The PPI is known to be a leading measure of inflation. A strongly higher PPI might've indicated that inflation was becoming a problem in the economy; the report as it is suggests that inflation remains subdued, making further Federal Reserve stimulus possible.
Verizon drops after new unlocking policy
The Verizon drop follows a deal with the FCC that will make it easier for customers to unlock their phones and take them to other network providers once their contracts have expired.
That might lead to fewer Verizon subscribers, given that the company's service is among the most expensive in the U.S.. However, Verizon might ultimately lose few subscribers -- the frequencies it uses to provide cell phone service differ from the other major carriers, meaning that bringing certain phones to other carriers could be difficult or impossible.
Gogo stumbles in light of FCC decision
In-flight Internet provider Gogo's sell-off was far worse than Verizon's.
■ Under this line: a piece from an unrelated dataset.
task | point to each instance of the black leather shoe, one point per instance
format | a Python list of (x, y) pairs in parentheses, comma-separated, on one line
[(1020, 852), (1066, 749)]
Shares shed nearly 4% early on Friday, the FCC may have had some influence here as well. The agency voted to end a ban on in-flight cell phone use by U.S. airline passengers. The FCC will require a second vote to lift the ban, and it will ultimately be up to the individual airlines to implement the decision, but if fliers start using their own cell phones, it could take a toll on Gogo's business.
Gogo sells access to the Internet to U.S. airline passengers for a fee. Right now, those who want in-flight Internet access have no choice but to pay -- however, if they could use their smartphone, they might also be able to use their network data plan.
Adobe makes a successful transition to the cloud
Adobe shares meanwhile, rallied more than twice as much as Gogo shares fell. Early on Friday, shares of Adobe were up about 11% in the wake of its earnings report.
At first glance, Adobe's report appeared disappointing: earnings were down significantly from the prior year and the company's guidance was weak. But investors appeared to be overlooking that report in favor of Adobe's success in the cloud. Adobe now has more than 1.4 million Creative Cloud subscribers. These customers pay for Adobe's software in monthly installments, rather than purchasing it up front. In time, this sort of regular revenue stream could prove highly advantageous to Adobe.